Da giugno 2024 le misure di salvaguardia Ue sulle quote di importazione da diversi paesi extra europei sono state prorogate e rafforzate, e stanno aumentando anche le investigazioni su pratiche di concorrenza sleale e dumping. I produttori europei, nel frattempo, si confrontano con costi energetici elevati (ancor di più per gli italiani, rispetto alla media europea), con il rischio pertanto di una forte compressione delle redditività delle imprese, osservano gli analisti.

Un problema che nei prossimi anni potrebbe in prospettiva ridurre i margini di sostenibilità economica dei piani di investimento delle imprese siderurgiche per la decarbonizzazione. Guardando ai numeri più recenti, Federacciai ha rilevato che la produzione italiana di acciaio si è ridotta del 5,4% nei primi sette mesi del 2024, scendendo a 12,5 milioni di tonnellate.

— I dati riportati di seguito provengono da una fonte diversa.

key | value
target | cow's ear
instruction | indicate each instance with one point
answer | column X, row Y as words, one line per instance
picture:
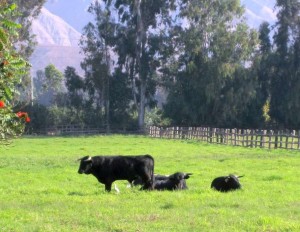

Forte contrazione soprattutto per i piani laminati a caldo. Ma il trend di riduzione complessiva dell’output nazionale continua dal 2022, dopo il rimbalzo del 2021. Nel frattempo, nei primi cinque mesi dell’anno (dati Istat) il saldo negativo della bilancia commerciale italiana di settore si è ampliato a 4,7 milioni di tonnellate. Nello stesso periodo il consumo definito «apparente» dagli specialisti (produzione più importazioni meno esportazioni, dato che misura la quantità di acciaio che effettivamente rimane in Italia) si è quindi ridotto del 2,5% rispetto all’anno precedente.

Non va meglio in Europa: l’output ha registrato una parziale ripresa (+1,7% tendenziale a gennaio-luglio 2024) ma scende il consumo reale di acciaio (-4,3% nel terzo trimestre). Roberto Re, amministratore delegato di Metinvest Trametal e Ferriera Valsider, che dall’Italia segue il mercato europeo, si aspetta «prezzi sostenuti dai costi, con un recupero che permetta alle aziende europee di non registrare ulteriori perdite. Tuttavia, gli effetti della discesa delle quotazioni delle materie prime non si vedranno prima di dicembre-gennaio, perché le aziende stanno fronteggiando costi energetici altissimi». In particolare, «le lamiere da treno, destinate direttamente al consumo reale, stanno vivendo uno dei propri anni peggiori.

Di contro, i coils stanno riuscendo ad ammortizzare la caduta dei prezzi nella catena del valore e a strutturarsi in accordo ai consumi». Il forte calo della domanda di lamiere da treno è avvertito anche nei due stabilimenti Marcegaglia di San Giorgio di Nogaro, che servono una clientela industriale molto diversificata in settori che vanno dalla costruzione di ponti e capannoni ai macchinari industriali alle torri delle pale eoliche, principalmente in Italia ed Europa.

«I volumi sono scesi rispetto al 2023 nell’ordine del 10-15% ed è difficile fare previsioni sulla ripresa, si sente molto il rallentamento della Germania mentre l’Italia ha frenato un po’ meno, in ogni caso stiamo ancora lavorando a piena capacità perché gli impianti perdono efficienza se rallenta la produzione», osserva Marco Ferrone, direttore operativo di Marcegaglia Plates e Marcegaglia Palini e Bertoli. «A causa del conflitto russo-ucraino abbiamo dovuto diversificare nel mondo l’acquisto delle bramme d’acciaio. Pertanto, l’allungamento delle catene di fornitura delle materie prime e il prezzo dell’energia che rimane alto incidono molto sui costi d’esercizio a fronte di prezzi di vendita fermi o in discesa». L’elettricità in particolare impatta molto sulla siderurgia italiana, che utilizza forni elettrici per oltre l’80% della produzione. A tal propositodi recente ha fatto notizia lo spegnimento temporaneo da parte di Arvedi Acciai Speciali di uno dei due forni dello stabilimento di Terni a causa degli elevati costi. A luglio 2024, per esempio, in Italia il Pun (prezzo unico nazionale) che si determina sul mercato libero è stato di 112,32 euro al MWh, il 66% più alto che in Germania e quasi due volte e mezzo quello della Francia. Sicuramente un forte svantaggio competitivo rispetto ai principali paesi concorrenti europei ed extra europei.